The US Supreme Court will review a law that restricts abortion in the state of Mississippi

The Supreme Court of the United States announced Monday that it will examine a law that restricts abortion in the state of Mississippi, in a decision that many see as an open path to undermine this right, given the overwhelming majority of conservative justices in this court.
The case is about a law passed by the Mississippi Congress, a Republican majority, that prohibits abortion after the fifteenth week of pregnancy.
This state norm has been blocked in lower instance courts that consider that they go against the ruling of the Supreme Court in the case “Roe v. Wade,” which legalized abortion in the country in 1973.

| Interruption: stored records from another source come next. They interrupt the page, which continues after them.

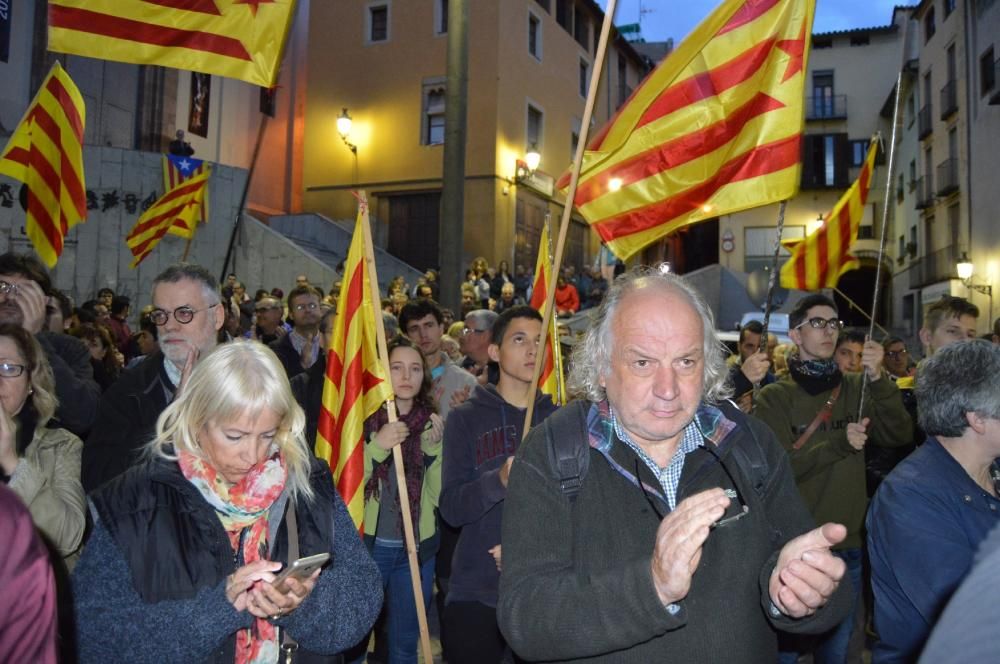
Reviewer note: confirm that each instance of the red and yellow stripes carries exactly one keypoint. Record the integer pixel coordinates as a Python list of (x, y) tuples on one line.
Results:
[(551, 381), (355, 385), (175, 212), (224, 37), (819, 260), (713, 130), (45, 152)]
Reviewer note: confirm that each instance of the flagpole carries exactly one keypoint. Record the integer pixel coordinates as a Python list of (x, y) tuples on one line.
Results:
[(588, 112), (885, 221), (243, 198), (397, 453)]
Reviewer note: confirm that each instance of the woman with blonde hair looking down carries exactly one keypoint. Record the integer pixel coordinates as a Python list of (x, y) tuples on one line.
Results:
[(186, 545)]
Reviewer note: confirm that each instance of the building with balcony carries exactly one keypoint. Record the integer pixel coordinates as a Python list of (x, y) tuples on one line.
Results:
[(849, 81), (529, 67)]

Mississippi already prohibits this procedure after 20 weeks of gestation and has passed other laws that would virtually ban abortion once a fetal heartbeat is detected, that is, after the sixth week.

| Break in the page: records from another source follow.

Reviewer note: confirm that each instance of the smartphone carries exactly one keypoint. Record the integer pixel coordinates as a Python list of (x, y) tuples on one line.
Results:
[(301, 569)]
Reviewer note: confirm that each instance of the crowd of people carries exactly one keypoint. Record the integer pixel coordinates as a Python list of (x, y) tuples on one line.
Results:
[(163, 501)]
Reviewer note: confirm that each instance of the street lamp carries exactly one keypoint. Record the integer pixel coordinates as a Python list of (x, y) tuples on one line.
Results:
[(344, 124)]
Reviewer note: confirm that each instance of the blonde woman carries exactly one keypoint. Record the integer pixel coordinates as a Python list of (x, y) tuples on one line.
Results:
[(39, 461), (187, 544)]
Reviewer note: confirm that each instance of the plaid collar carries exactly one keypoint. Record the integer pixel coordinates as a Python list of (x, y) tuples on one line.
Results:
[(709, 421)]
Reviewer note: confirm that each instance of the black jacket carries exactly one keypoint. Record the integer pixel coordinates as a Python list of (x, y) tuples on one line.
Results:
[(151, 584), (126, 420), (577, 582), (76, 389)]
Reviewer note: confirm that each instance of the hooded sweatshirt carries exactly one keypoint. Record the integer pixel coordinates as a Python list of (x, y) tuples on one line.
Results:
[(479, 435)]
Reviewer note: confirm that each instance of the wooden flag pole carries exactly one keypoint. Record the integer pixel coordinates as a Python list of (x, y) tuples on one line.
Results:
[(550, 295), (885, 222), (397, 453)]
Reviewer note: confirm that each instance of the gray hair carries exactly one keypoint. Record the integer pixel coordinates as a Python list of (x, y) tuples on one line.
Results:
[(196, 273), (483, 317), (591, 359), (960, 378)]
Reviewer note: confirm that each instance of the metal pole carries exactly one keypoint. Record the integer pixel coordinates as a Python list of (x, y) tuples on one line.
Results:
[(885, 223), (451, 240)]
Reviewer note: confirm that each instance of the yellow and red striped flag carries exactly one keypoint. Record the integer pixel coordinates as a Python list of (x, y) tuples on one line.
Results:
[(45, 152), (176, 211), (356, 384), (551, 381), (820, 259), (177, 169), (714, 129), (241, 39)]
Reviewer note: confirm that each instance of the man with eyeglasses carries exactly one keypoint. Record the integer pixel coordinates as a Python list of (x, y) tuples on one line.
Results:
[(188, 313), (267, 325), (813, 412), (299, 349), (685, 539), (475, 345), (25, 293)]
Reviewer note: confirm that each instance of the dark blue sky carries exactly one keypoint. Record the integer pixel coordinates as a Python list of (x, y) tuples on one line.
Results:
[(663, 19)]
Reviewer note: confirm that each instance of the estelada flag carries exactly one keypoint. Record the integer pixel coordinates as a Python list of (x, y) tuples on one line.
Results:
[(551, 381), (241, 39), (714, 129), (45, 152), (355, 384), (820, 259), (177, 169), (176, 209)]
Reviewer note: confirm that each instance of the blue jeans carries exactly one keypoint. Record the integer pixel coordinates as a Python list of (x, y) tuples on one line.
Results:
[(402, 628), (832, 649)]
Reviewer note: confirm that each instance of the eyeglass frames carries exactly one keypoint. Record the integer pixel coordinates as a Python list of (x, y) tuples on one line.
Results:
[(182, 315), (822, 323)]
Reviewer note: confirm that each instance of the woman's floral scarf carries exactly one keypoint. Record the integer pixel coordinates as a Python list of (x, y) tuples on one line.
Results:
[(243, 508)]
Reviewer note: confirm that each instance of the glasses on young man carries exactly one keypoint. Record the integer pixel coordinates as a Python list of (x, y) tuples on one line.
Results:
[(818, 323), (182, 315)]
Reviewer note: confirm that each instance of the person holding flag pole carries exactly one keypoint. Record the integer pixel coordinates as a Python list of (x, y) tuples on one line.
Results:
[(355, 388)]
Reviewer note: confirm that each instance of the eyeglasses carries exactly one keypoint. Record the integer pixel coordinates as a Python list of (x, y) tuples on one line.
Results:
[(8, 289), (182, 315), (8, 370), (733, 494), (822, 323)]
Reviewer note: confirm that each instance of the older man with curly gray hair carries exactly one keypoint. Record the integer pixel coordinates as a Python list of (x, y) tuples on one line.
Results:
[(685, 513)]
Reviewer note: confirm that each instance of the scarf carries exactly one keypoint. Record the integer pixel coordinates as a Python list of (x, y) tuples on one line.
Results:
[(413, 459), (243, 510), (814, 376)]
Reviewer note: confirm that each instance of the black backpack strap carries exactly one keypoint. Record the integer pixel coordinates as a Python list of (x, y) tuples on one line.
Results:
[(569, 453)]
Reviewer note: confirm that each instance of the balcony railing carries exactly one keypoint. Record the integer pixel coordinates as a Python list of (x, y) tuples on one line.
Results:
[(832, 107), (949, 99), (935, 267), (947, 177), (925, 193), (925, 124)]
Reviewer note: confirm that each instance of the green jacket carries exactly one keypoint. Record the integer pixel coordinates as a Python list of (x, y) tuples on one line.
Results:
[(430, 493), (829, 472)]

The Mississippi case will mark the first time that the Supreme Court will have to rule – probably next fall – on a state law that restricts abortion, since it strengthened its conservative majority last November.
Abortion became a central issue in the US presidential election campaign in November, following the death of progressive Justice Ruth Bader Ginsburg.
The vacancy left by her death in September allowed then-President Donald Trump to nominate to replace her a conservative, anti-abortion justice, Amy Coney Barrett, whose confirmation just days before the election further expanded the right-wing majority on the court (6- 3).
Conservatives saw Barrett's confirmation as a “historic victory” for those who oppose abortion, because the judge is against that right guaranteed in the US since 1973, although she did not want to clarify if she would vote to undermine it.